Labour’s backward-looking narrative contained no vision for the future beyond the simple word “Change”. Last week, voters concluded that Labour is no different from its predecessors, had not delivered change and decided to look elsewhere.
Labour activists want sensitive adjustment to circumstances rather than disconnected policy shocks, reassertion and stealing the clothes of opponents. The ex-Cabinet minister Louise Haigh wrote in The Times: “Ultimately, we must be more confident in our own values, not chased off the pitch by Reform. On the other wing of the party, the influential wonk Jonathan Rutherford is working at the Tory-inclined Policy Change think tank on “the future of the left”. He says what is needed is “not milestones and missions but a fundamental reset”.
Sir Keir Starmer gave a text book example of how he does not get what is expected of him, the morning after the election. Rather than address the disappointing results directly, his media team set up an appearance with apprentices at the defence contractor Leonardo, which is Italian owned.
Presumably, the idea was to capitalise on the approval for Starmer’s competent handling of Ukraine, Trump and other international relations. But the prime minister did not make a speech or spell this out, so this aspect of the visit went unnoticed and unreported. Besides, the outcome of the council elections suggests that the voters outside the Westminster bubble take such prime ministerial duties for granted in normal times.
Equally, Starmer’s championing of apprenticeships over university was inept from a man who has graduated from two universities himself. Why is Labour’s instinct to make it a choice, setting one type of higher education against another?
Labour sticks with its leaders. Starmer is sure to lead his party into the next general election, unlike Kemi Badenoch or Sir Ed Davey. That will not stop internal frustration mounting.

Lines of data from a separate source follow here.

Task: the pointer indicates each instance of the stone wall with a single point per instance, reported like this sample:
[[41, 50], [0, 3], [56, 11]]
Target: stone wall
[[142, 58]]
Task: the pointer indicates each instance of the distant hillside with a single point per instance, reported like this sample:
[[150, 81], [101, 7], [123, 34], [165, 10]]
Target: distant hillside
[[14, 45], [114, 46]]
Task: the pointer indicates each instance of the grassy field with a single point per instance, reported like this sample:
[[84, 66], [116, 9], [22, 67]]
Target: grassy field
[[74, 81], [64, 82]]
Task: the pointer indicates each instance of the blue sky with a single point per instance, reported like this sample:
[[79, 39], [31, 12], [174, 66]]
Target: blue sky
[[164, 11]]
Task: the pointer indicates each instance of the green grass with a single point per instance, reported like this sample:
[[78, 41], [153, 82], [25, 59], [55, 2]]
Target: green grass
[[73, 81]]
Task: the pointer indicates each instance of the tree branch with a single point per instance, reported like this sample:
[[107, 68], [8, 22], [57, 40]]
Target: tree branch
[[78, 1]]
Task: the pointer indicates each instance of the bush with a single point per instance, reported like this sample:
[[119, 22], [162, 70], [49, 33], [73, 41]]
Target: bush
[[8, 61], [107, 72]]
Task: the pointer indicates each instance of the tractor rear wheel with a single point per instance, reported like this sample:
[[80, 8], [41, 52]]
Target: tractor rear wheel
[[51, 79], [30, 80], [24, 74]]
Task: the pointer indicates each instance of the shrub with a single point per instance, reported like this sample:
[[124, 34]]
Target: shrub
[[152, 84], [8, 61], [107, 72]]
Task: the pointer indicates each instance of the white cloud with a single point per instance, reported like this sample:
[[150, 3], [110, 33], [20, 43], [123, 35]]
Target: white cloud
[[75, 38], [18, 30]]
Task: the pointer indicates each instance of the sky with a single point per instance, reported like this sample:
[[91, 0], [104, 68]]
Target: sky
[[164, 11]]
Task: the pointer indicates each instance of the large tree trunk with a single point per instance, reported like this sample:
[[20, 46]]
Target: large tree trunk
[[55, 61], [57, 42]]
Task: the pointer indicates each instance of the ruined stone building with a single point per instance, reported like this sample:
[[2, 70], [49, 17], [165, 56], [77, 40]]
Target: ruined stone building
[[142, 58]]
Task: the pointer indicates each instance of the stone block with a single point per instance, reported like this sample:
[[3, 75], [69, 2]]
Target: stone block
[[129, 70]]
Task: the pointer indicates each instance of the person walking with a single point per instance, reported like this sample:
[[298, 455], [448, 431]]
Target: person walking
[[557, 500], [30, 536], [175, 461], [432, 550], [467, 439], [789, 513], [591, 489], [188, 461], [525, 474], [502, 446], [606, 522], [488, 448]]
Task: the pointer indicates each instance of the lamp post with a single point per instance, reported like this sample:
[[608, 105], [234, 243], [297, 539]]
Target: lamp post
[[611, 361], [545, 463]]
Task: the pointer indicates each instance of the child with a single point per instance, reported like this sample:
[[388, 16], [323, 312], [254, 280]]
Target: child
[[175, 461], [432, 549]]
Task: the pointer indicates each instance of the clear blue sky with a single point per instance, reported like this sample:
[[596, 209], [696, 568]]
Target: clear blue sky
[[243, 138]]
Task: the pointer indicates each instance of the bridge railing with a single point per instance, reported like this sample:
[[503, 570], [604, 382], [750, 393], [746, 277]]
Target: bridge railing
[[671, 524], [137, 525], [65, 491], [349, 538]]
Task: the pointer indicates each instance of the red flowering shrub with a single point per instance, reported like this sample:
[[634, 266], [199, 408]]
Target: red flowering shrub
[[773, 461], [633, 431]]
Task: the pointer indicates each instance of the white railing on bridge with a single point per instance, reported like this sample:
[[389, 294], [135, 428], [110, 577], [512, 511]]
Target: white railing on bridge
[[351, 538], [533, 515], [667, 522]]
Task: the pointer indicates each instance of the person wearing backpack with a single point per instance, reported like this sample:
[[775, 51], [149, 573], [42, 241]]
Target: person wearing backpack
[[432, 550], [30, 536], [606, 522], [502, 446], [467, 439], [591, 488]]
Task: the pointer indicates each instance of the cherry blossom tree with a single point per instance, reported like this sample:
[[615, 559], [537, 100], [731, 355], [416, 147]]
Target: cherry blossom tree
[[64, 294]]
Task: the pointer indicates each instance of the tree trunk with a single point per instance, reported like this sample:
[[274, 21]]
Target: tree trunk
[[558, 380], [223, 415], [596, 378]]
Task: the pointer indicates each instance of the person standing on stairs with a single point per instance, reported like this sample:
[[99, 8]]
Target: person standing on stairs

The local elections should be stimulus enough for fresh, positive thinking. If not, the Prime Minister has been given another golden, or rather orange, opportunity to explain what he stands for and where he is leading the country
President Donald Trump’s arrival is a crisis, upsetting assumptions about our national security, challenging science and the rule of law and threatening to plunge the world into recession.
Sir Keir and Rachel Reeves should not let this crisis go to waste. Adapt or die.